The Cheetah Conservation Botswana (CCB) is reporting the loss of Legolas, a large male cheetah that formed a vital part of the CCB’s on-going research.
Legolas was fitted with a tracking collar, but this did not prevent his demise on a remote stretch of the A2 Highway in western Botswana. Shot gun cartridges were found near Legolas’ body, suggesting he was intentionally killed, but with no livestock in the vicinity, Legolas’ killing appears motiveless and is being pursued as a case of illegal poaching.
Of the seven cheetahs that CCB collared in its research project starting in July 2014, so far three have been confirmed to have been shot.
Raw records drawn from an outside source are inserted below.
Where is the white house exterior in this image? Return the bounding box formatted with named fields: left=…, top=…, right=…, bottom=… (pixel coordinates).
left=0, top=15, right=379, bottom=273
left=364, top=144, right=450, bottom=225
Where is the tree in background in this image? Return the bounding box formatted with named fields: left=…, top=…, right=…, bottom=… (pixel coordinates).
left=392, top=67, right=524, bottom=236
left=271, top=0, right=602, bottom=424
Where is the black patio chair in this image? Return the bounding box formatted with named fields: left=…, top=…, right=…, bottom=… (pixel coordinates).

According to the IUCN Red List of Threatened Species (Published 2008) the cheetah (Acinonyx jubatus) populations are declining (7,500 – 10,000). So this is yet another species declared by the IUCN as ‘Vulnerable’ but in decline. Still there are exemptions to the cheetah’s CITES Appendix I listing (Species+) – 2015 Trophy Hunting quotas and ‘live specimens’ were allowed as follows: “Annual export quotas for live specimens and hunting trophies are granted as follows: Botswana: 5; Namibia: 150; Zimbabwe: 50.”
How can CITES exemptions be granted for “Hunting Trophies” and “Live Specimens” when a species is so under threat?